As the mind wanders during San Francisco Opera’s “Abduction From the Seraglio”—and it does, regrettably, during the nearly three-hour production—it’s easy to close your eyes, listen to the pleasant music and imagine yourself instead at a touring company’s presentation of some Gilbert and Sullivan operetta, chock-full of patter and asides that give such presentations their charm. Alas, reality intervenes, and no such quality redeems this tiresome effort.

In any other season, it would be easy to dismiss this “Abduction” as a case of institutional inertia. Like so many warhorses in the company’s repertoire, this production (in partnership with the Chicago Lyric) of Mozart’s opera singspiel, a breakthrough for the composer in his time, already has a fusty look and ho-hum staging, though it has only just debuted.

But this is a different year for SFO, the first in which General Director David Gockley’s mark is being felt in its full force. So, after a respectable “Il Trovatore” and a riveting “Il Trittico,” audiences had a right to expect something less, well, expected. Not that there was anything particularly horrible on display; the orchestra (for the first part of the run conducted by the 29-year-old Cornelius Meister in his U.S. operatic debut, then, for the last two performances, by SFO Assistant Music Director Giuseppe Finzi) sounded at least competent, and the lead singers (Matthew Polenzani as Belmonte and Mary Dunleavy as Constanze) performed dutifully, if not always admirably—soprano Dunleavy in particular strained a bit during her Act II “Tortures” aria.

Perhaps the nature of the libretto—which one longtime observer calls “dumb, dumb, dumb,” an assessment that isn’t disproved by Philip Kuttner’s cornball translations of the dialogue in English—sentences this opera to be received with so many yawns by a modern public.
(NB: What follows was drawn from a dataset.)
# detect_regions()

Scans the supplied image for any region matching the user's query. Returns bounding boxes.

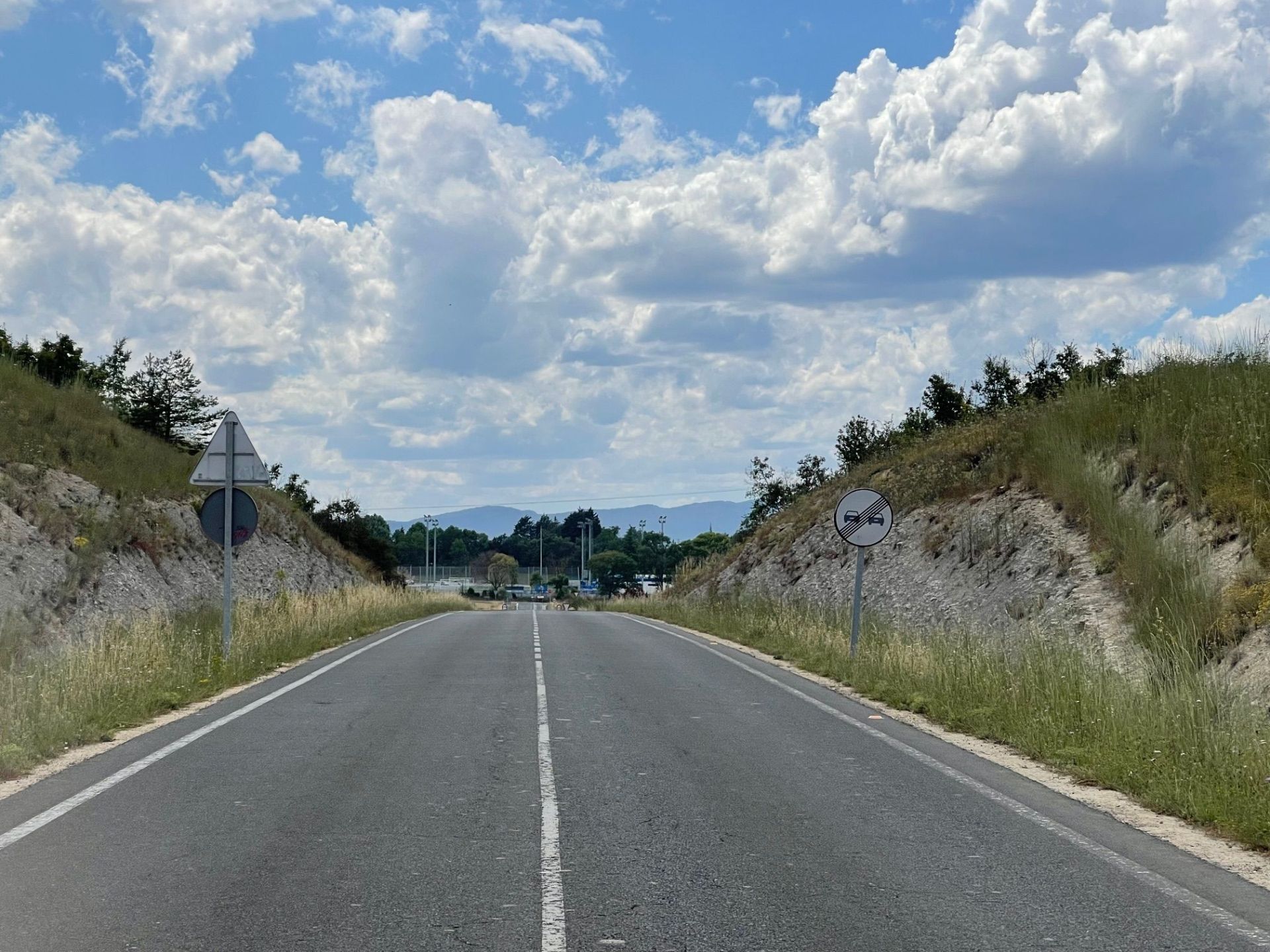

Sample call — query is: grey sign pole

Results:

The tale of a lady sold by pirates with her servants into a Turkish harem and pursued by the steadfast Spanish noble who lost her has a mechanical predictability, much the worse for its lack of motivational nuance. All the characters seem arch and stilted, from the hapless lover Belmonte to Pasha Selim, who all but leers at the delicate beauty of Constanze in communicating his lust. Moments of genuine levity occur when the guard Osmin appears (sung, with Harvey Fierstein bravado, by bass Peter Rose), along with the antics of servants Pedrillo and Blonde (the tenor/soprano team of Andrew Bidlack and Anna Christy), who make their own love story come alive in funny fits and starts (Adler fellow Bidlack a sweet-voiced clown, Christy a Judy Holliday lookalike with a bright delivery). After threats of torture and execution, followed by a doomed escape, all conflict is resolved in a moment of uncharacteristic (if not implausible) magnanimity on the pasha’s part, and the paramours are reunited.
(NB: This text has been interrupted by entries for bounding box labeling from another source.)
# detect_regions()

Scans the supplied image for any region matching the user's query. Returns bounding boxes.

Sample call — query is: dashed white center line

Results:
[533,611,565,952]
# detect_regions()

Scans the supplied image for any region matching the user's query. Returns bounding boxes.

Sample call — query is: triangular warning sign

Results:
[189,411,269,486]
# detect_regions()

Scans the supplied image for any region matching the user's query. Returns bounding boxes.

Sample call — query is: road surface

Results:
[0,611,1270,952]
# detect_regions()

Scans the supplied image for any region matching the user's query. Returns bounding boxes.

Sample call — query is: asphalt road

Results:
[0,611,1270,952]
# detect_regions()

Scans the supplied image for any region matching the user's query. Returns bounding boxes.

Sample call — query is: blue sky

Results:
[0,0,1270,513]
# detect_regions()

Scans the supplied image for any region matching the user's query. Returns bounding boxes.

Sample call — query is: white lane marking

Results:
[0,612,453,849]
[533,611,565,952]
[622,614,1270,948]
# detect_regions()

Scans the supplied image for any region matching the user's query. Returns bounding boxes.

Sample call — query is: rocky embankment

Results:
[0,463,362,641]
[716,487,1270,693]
That nobody gets a breakout moment from the unstimulating staging by Chas Rader-Shieber is perhaps more the fault of designer David Zinn, whose stage-within-a-stage set forces the director to scrunch the action on a tiny raked-platform box or confine it to the linear apron in front of it. And there can be no more excusing Jonathan Rider’s fight direction, in which the opera’s janissaries telegraph their moves with unintentionally laughable results (same as the supers did their lunges and falls in “Il Trovatore”). Faking it onstage doesn’t have to be so obvious, so perhaps some benefactor could endow the company to enable a visit or two from a Cirque du Soleil illusionist or even a real Hollywood stunt expert.

Illusion is indeed what’s missing in this “Abduction,” replaced by overt stage tricks (the arrival of a ship against an ersatz sea backdrop is an early indication of what’s in store). Instead of playing down the Turkish trappings of the libretto and concentrating on the love-lost/love-found theme so inherent in Mozart’s music, this production seems bent on schtick, silly costumes and theatrical effects aiming to underscore the preposterous story. Lovely ideas and their expression in beautiful melodies abound, but you’ll have to close your eyes to hear them.